『光る君へ』藤原隆家役は竜星涼の新たな代表作に “問題児”から“頼れるリーダー”への軌跡
NHK大河ドラマ『光る君へ』第46回「刀伊の入寇」で、まひろ(吉高由里子)は亡き夫が働いていた大宰府で、太宰権帥の隆家(竜星涼)と出会った。隆家はまひろが藤原彰子(見上愛)の女房・藤式部だと思い出すと、「太閤様から、そなたを丁重にもてなし、旅の安全を図るようお達しがあった」と告げる。
まひろの前に現れた隆家はひげを生やし、内裏にいた頃とは違う風貌をしていたが、闊達な性格は変わっていない。
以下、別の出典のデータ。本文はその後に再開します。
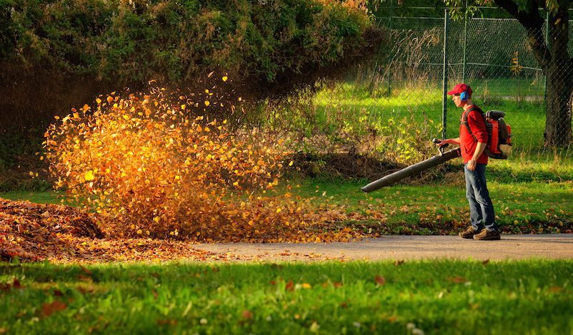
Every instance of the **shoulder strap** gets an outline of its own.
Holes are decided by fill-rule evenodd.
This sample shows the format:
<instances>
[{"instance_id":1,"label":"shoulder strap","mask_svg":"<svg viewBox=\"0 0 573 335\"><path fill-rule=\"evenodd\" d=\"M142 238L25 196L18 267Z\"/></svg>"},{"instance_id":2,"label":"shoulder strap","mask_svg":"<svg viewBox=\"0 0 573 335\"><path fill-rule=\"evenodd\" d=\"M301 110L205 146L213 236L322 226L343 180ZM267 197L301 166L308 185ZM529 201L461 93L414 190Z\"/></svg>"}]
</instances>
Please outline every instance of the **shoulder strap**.
<instances>
[{"instance_id":1,"label":"shoulder strap","mask_svg":"<svg viewBox=\"0 0 573 335\"><path fill-rule=\"evenodd\" d=\"M477 107L476 105L474 105L474 107L471 107L469 109L467 110L467 112L464 113L464 122L463 122L464 125L465 125L466 128L467 128L467 131L468 133L469 133L469 135L471 135L472 137L474 138L474 140L477 142L477 138L476 138L475 135L474 135L474 133L472 132L472 128L469 128L469 123L467 122L467 115L474 110L477 110L478 112L479 112L479 114L481 114L482 116L484 118L484 122L486 123L486 126L487 125L487 122L485 120L485 115L484 115L484 111L482 110L482 109L479 108L479 107Z\"/></svg>"}]
</instances>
隆家はまひろの前で「俺たちを追いやった『源氏の物語』を書いた女房をもてなせとは酷なお達しだ」と言ってのけるが、あまり嫌味に聞こえないのは小さなものごとにこだわらない隆家だからこそ。加えて、武者の平為賢(神尾佑)など「信じるに足る仲間」との出会いが彼の心をより明るくしたことが、武者たちとの関わり方やまひろをもてなす隆家の晴れやかな笑顔から伝わってきた。
第46回は、異国の賊から国を守るために出陣を決意する隆家の猛々しさが見せ場の一つとなったが、同時に隆家の清々しい表情が印象的な回でもある。闊達さはそのままに、これまで以上に思いきりのいい笑顔を見せる竜星の演技を見ていると、隆家が内裏のような狭い世界から離れたことで本当に求めていた生き方を得られたように感じられた。
竜星が演じる隆家が初めて登場したのは第16回。第16回の隆家と第46回の隆家ではだいぶ印象が違う。この頃の隆家は、才色兼備で自信家な兄・伊周(三浦翔平)とは違い、何事にも冷めている印象があった。皮肉めいた目で一瞥したり、鼻で笑ったりと、伊周とはまた異なる“問題児”の雰囲気が漂う。実際、花山院(本郷奏多)の牛車に矢を放ち、家が没落するきっかけを生んでしまったのは隆家だ。
一方で隆家は、家族や政を達観する道長に似た雰囲気も持ち合わせていた。誰に対しても高圧的な態度をとりがちな兄と違い、隆家は他者や物事に中立的な態度で向き合う。第20回で配流が決まった際、自身に下った処分を真摯に受け止める姿には、第46回で武者たちを率いた堂々たる姿の片鱗が垣間見えた。
とはいえ、初登場時にトラブルメーカーの雰囲気を醸し出していたこともあり、復職した隆家が何かと道長に近づく度、行成(渡辺大知)のように隆家の言動を警戒し、怪しんだ視聴者もいるのではないだろうか。しかし竜星は公式ガイドブックにて「隆家は家が没落しても、過去にしがみついたり復讐したりする気持ちはありません。左遷がきっかけで大人になったのだと思います。彼には『捨てる勇気』があるんですよね。そして新しい場所に飛び込む勇気も持っています」とコメントしている。道長への言動は決して媚びへつらいではない。過去は過去として割り切り、未来を考えて生きる隆家は、今の自分にできる政治の場での立ち回り方を考え、行動しているだけなのだ。